Along For The Ride

I am in favor of the idea put forward in this article which recently ran in the Wall Street Journal.  The article’s premise is that index funds should not be allowed to vote in corporate proxy elections.

Funds and Voting

Currently, if you invest in any type of fund – mutual fund, ETF, UIT, whatever – the manager of your fund gets to vote the shares that the fund owns.  The individual investors in the fund don’t get a vote.

Active vs. Passive

If you invest in an actively-managed fund, that means that the fund manager picks and chooses which individual stocks to invest in.  Presumably, these fund managers, therefore, want to have a say as to how the companies are managed.  That makes complete sense.  Active managers, by all means, should be able to vote their proxies.
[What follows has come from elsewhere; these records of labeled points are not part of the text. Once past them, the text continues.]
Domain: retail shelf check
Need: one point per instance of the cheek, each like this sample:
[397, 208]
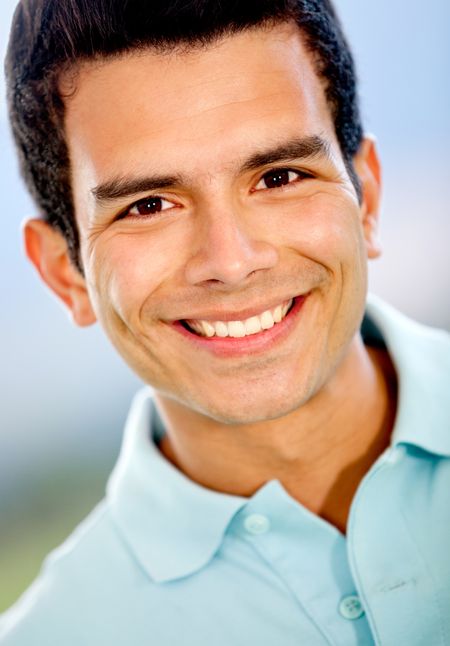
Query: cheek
[325, 230]
[126, 269]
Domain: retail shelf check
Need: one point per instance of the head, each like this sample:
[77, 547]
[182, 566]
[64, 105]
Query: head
[51, 37]
[197, 161]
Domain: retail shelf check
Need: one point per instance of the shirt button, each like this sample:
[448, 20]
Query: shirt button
[257, 524]
[351, 607]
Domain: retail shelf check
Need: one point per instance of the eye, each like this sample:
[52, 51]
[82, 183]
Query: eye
[279, 177]
[148, 206]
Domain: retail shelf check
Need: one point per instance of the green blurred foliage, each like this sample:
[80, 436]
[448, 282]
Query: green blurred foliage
[40, 517]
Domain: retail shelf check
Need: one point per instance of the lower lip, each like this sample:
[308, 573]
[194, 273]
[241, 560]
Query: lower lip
[252, 344]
However, passive fund management is completely different.  All a passive manager is trying to do is to mimic some index of companies.  A passive manager doesn’t have an interest in how each company that makes up the index is managed – only that their allocation to each company is in line with the index that the fund follows.
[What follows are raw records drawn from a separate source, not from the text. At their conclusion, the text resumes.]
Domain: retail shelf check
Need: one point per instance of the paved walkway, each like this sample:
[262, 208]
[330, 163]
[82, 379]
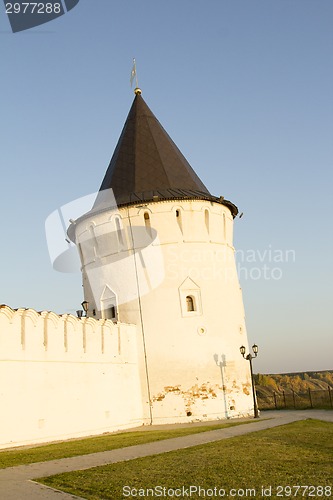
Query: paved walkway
[16, 483]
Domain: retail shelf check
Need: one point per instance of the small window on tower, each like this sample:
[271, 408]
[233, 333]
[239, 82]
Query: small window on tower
[147, 223]
[190, 303]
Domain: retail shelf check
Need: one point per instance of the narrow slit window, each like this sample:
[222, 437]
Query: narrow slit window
[119, 232]
[190, 303]
[147, 222]
[179, 220]
[207, 220]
If a manager of an index fund doesn’t care how an individual company is managed, why then should that manager be allowed to vote their proxy?  Just because we have one person one vote standards in other areas of society doesn’t mean we should have that same standard in corporate governance.

P&G

As index funds have grown, they have become major shareholders.  In the recently-concluded proxy battle over Procter & Gamble, ETF’s through Vanguard were the largest single shareholder, with 7.2% of the company, and ETF’s through BlackRock were another large shareholder, with 4.5% of the company, according to an article on the CNN website.  Both parties in the proxy battle, which pitted P&G against activist investor Nelson Peltz, heavily lobbied Vanguard, BlackRock, and all of the other ETF owners of P&G stock.  This gave the Vanguard and BlackRock fund managers an outsized amount of corporate power that they didn’t want. Vanguard and BlackRock, as index ETF managers, shouldn’t have had a dog in this fight.  They were not seeking to improve the management of P&G, only to own P&G stock as part of an index.  Vanguard, BlackRock and any other ETF fund owner/managers should not have been able to vote in the P&G vs. Peltz battle.

Free Riders

One of the major problems with the growth of the Index ETF phenomenon is that, the more people own stocks through Index ETF’s, the less they have an interest in keeping watch over the individual companies that comprise the Index.  Only direct shareholders have the true best interest of the company as their own.  In finance academia, this is called a Free Rider problem.  The proposal in the Wall Street Journal article that I am promoting here would greatly help to solve this Free Rider problem because the proxy vote, and therefore corporate governance, would be left only to those who have an actual interest in improving each company.  If 20% of a company is owned by Index ETF’s, for instance, management of the company should rest with the 80% of shareholders who actually care how the company is run, and not with the 20% that doesn’t care.

IMO

When you invest in an individual stock, you are acting as an allocator of capital:  You are deciding to invest in that company’s stock and not in other companies.  When you are an allocator of capital, you rightfully should have a vote as to how your investment is managed.  When you invest in an index fund, you are not allocating capital:  You are investing in a basket of companies and hoping that the tide rises for all of them.  You are not interested in the management of any single company.  As such, I believe Index investors should not have a say as to how those companies are managed.  That task should be left to individual stock investors.